Enantiomers are equal in all their physical properties except for their optical rotation, as they rotate the plane of polarized light by equal amounts in opposite directions. In contrast, diastereomers are characteristically different in their physical properties, such as melting and boiling points, densities, solubilities, heats of formation, and Gibbs free energies. If a molecule contains more than one chirality center and therefore consists of several pairs of enantiomers and diastereomers, the physical properties of each diastereomer must be noted. Tartaric acid, for instance, consists of three stereoisomers, a pair of enantiomers and a meso compound.

Tartaric acid
Physical properties of tartaric acid stereoisomers
Stereoisomer Configuration Melting point (°C) Optical rotation [α]D (degree) Density (g/ml) Solubility at 20 °C (g/100 ml H2O)

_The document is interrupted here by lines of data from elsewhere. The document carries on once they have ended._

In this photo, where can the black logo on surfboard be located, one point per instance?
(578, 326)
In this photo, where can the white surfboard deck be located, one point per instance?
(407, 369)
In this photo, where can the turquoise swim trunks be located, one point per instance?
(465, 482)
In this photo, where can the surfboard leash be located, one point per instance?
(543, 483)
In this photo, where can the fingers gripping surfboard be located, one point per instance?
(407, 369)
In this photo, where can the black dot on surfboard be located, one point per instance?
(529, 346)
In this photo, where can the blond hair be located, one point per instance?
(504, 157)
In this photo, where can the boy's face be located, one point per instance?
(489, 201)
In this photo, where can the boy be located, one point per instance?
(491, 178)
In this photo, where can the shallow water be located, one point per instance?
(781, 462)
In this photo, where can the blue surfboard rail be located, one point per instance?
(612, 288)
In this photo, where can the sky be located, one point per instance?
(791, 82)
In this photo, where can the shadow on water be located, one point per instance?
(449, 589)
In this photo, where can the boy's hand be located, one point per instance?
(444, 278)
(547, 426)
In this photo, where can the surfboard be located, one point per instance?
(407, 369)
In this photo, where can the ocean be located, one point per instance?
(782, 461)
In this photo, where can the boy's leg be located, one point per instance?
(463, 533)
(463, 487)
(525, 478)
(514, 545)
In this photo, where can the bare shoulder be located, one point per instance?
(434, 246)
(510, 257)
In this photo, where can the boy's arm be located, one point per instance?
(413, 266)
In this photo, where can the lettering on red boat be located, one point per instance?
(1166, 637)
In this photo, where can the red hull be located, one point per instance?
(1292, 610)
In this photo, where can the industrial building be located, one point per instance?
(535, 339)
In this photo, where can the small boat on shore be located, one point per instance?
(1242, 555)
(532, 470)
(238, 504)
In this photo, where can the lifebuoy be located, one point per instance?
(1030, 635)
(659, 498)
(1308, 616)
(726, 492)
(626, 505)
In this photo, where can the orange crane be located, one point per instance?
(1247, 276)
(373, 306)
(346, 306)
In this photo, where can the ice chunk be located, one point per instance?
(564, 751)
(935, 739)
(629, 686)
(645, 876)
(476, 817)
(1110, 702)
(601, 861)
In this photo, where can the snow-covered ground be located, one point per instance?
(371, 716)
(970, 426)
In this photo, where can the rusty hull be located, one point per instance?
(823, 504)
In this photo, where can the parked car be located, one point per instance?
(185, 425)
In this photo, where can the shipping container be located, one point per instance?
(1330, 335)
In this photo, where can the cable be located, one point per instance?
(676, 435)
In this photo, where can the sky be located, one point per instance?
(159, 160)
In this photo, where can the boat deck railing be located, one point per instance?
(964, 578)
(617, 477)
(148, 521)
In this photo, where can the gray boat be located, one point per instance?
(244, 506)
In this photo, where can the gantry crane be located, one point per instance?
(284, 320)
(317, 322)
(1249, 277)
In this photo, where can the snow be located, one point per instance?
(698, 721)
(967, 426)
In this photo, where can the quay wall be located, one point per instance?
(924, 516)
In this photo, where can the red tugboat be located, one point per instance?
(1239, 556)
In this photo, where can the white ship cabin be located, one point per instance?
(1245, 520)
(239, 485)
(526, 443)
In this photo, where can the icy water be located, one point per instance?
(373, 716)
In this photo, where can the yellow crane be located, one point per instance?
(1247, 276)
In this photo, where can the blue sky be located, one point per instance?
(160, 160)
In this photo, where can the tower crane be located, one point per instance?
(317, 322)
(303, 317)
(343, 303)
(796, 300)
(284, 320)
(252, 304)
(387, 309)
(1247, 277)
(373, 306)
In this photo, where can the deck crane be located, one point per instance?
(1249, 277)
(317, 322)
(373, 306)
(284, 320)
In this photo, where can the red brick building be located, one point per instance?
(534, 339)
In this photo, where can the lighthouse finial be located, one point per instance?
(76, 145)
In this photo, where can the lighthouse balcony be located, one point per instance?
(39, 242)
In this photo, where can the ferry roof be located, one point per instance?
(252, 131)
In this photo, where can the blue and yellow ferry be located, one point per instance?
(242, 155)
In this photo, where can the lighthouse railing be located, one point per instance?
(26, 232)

(+)-Tartaric acid (2R,3R) 168 - 170 + 12 1.7598 139.0
(-)-Tartaric acid (2S,3S) 168 - 170 - 12 1.7598 139.0
meso-Tartaric acid (2R,3S) / (2S,3R) 146 - 148 0 1.6660 125.0
Racemate of tartaric acid (2R,3R) and (2S,3S) 206 0 1.7880 20.6

(+)- and (-)-tartaric acid represent a pair of entantiomers. They differ only in their direction of optical rotation. Meso-tartaric acid, which is diastereomeric to (+)- and (-)-tartaric acid and shows no mirror-image relationship to them, thus has different physical properties. The racemic mixture of (+)- and (-)-tartaric acid behaves like a pure compound. It shows, for instance, a definite melting point. Nevertheless, its physical properties differ from the properties of meso-, (+)-, and (-)-tartaric acid.